Long term nursing: social care or health care?
BMJ 2000; 320 doi: https://doi.org/10.1136/bmj.320.7226.5 (Published 01 January 2000) Cite this as: BMJ 2000;320:5Judgment clarified the law but did not remedy its unfairness
- Andrea Loux, senior research fellow, constitution unit,
- Susan Kerrison, Rubins research fellow, health policy and health services research unit,
- Allyson M Pollock, professor, health policy and health services research unit
- School of Public Policy, University College London, London WC1E 6BT
The Court of Appeal last year lent support to the Royal Commission on Long Term Care in a case that marked a watershed in the politics of long term care in Britain. The Department of Heath guidance that followed the judgment is a partial retreat from three decades of policy which has seen responsibility for funding long term care shift from the NHS to individuals and local authorities.

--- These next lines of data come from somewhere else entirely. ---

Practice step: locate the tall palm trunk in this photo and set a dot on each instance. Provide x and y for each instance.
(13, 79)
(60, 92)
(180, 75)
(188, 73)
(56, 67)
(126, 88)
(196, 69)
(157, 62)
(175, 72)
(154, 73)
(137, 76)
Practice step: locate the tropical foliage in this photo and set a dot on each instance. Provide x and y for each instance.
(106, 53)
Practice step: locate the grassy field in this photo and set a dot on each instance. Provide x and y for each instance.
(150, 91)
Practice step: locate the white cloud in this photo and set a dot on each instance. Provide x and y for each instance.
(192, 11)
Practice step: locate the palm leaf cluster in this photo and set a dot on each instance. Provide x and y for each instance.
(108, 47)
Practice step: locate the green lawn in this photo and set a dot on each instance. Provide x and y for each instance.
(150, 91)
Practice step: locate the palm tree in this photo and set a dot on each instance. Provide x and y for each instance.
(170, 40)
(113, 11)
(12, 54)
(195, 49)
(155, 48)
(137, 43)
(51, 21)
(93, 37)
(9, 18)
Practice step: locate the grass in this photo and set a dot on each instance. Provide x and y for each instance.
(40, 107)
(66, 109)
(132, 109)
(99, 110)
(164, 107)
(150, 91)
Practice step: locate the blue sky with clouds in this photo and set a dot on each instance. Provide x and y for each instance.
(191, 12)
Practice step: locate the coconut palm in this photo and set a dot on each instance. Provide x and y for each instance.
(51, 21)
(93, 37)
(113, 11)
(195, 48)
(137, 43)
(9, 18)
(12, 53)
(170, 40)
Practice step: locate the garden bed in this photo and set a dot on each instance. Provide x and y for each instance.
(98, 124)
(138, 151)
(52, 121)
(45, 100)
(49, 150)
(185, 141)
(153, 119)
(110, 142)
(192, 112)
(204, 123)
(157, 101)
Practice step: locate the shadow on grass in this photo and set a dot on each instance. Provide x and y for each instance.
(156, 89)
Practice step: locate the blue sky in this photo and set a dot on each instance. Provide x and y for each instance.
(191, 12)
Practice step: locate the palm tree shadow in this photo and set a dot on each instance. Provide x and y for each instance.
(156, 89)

The landmark case was brought by Pamela Coughlan, who sought judicial review of a health authority's decision to close the NHS home, Mardon House, where she had been promised “a home for life.” Ms Coughlan, rendered quadriplegic in a road accident in 1971, won at both the High Court and the Court of Appeal. The health authority was forced to make good its promise, and the court upheld Ms Coughlan's right under article 8 of the European Convention of Human Rights to respect for her home.1 In the High Court the judge went further and declared that nursing is “health care” and can never be “social care.”2 The effect of that judgment would have been to make the NHS responsible once more for long term nursing care and the extra costs of some 200 000 residents whose nursing home places are funded by the local authority, the Department of Social Security, or private payers.